I think that actively seeking to forgive myself and others for their role in the relinquishment of my child to adoption has enabled me to start opening up a little to my mom about what it was like for me to be in the process of self-annihilating so hideously while every single person with whom I came into contact not only watched but patted me on the back as well, telling me what a wonderful thing I was doing.
I’m definitely out of the anger stage of the grieving process. In the past few weeks, where I’ve found myself in the process is having basically succumbed to a grievous, grievous horror at the realization of all that was happening.
My mother is the reason I do not carry vengeance in my heart toward anyone involved because I know my mom would not knowingly cause me harm. I know with all of my heart that my mom has never wanted anything but the best for me. And my dad, for all of his hardness and unwillingness to extend mercy, wouldn’t have wished what I’ve gone through on his worst enemy. For all his shortcomings, I know he loved me too and would not wish even the most minuscule amount of harm on me. I suppose the knowledge of this is partly how I have survived up to this point and how I continue to survive.
The birth of his first and only grandchild should have been one of the most joyous events of his life. Instead, this is where it left him: crumbling to pieces, as this picture, to me, clearly shows. Within 4 years from the taking of this photograph, my dad would be gone from this world.

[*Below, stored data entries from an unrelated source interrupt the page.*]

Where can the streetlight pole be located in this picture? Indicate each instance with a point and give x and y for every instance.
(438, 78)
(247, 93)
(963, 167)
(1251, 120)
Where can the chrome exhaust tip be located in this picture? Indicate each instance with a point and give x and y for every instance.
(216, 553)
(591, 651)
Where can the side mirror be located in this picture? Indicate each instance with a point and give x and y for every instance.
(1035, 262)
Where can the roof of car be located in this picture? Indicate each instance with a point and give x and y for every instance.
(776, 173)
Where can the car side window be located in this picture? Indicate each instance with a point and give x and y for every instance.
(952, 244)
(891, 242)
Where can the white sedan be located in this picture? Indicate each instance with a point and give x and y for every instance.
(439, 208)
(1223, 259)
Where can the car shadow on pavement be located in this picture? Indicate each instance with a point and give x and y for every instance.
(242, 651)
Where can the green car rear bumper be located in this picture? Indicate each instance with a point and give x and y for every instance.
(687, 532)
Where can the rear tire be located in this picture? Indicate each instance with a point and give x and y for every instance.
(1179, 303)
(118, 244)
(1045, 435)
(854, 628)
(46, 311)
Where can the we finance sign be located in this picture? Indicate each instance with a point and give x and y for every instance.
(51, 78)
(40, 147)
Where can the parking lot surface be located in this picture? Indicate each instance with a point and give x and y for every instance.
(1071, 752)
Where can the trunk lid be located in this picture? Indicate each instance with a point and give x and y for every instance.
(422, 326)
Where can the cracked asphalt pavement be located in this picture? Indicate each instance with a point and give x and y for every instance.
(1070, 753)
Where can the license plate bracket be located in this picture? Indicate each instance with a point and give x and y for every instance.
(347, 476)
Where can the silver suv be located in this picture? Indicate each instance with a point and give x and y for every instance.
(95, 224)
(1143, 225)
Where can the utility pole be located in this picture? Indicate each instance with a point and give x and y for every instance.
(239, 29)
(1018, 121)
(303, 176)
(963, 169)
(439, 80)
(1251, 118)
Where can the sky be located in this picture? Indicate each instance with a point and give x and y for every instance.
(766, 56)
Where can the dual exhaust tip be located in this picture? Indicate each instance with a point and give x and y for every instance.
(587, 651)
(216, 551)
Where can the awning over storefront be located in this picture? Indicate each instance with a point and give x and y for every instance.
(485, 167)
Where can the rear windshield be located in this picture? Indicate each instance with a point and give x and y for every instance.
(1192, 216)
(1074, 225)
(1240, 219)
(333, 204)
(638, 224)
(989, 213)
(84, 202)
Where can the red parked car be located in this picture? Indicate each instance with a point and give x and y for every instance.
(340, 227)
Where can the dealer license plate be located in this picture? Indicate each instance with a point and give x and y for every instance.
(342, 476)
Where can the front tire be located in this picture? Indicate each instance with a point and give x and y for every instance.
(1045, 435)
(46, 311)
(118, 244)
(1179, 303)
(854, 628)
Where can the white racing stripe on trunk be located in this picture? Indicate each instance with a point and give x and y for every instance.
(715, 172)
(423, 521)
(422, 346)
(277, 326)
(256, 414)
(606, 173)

A picture can tell infinitely more than thousands of words can. Nearly 21 years later, this photo is still nearly impossible to bear and/or believe. The fact that this adoption took place is a testament to how egregiously all was not well with this family. To me, it couldn’t be more abundantly clear that this is the point at which all of the family secrets – the elephant herd that had been angrily charging in the room for decades – had hit home to deal their final death blow. As I watched this terrible process unfold of my whole world, and my whole family, falling apart, there was little satisfaction in having such a clear illustration and confirmation of how destructive family secrets can be.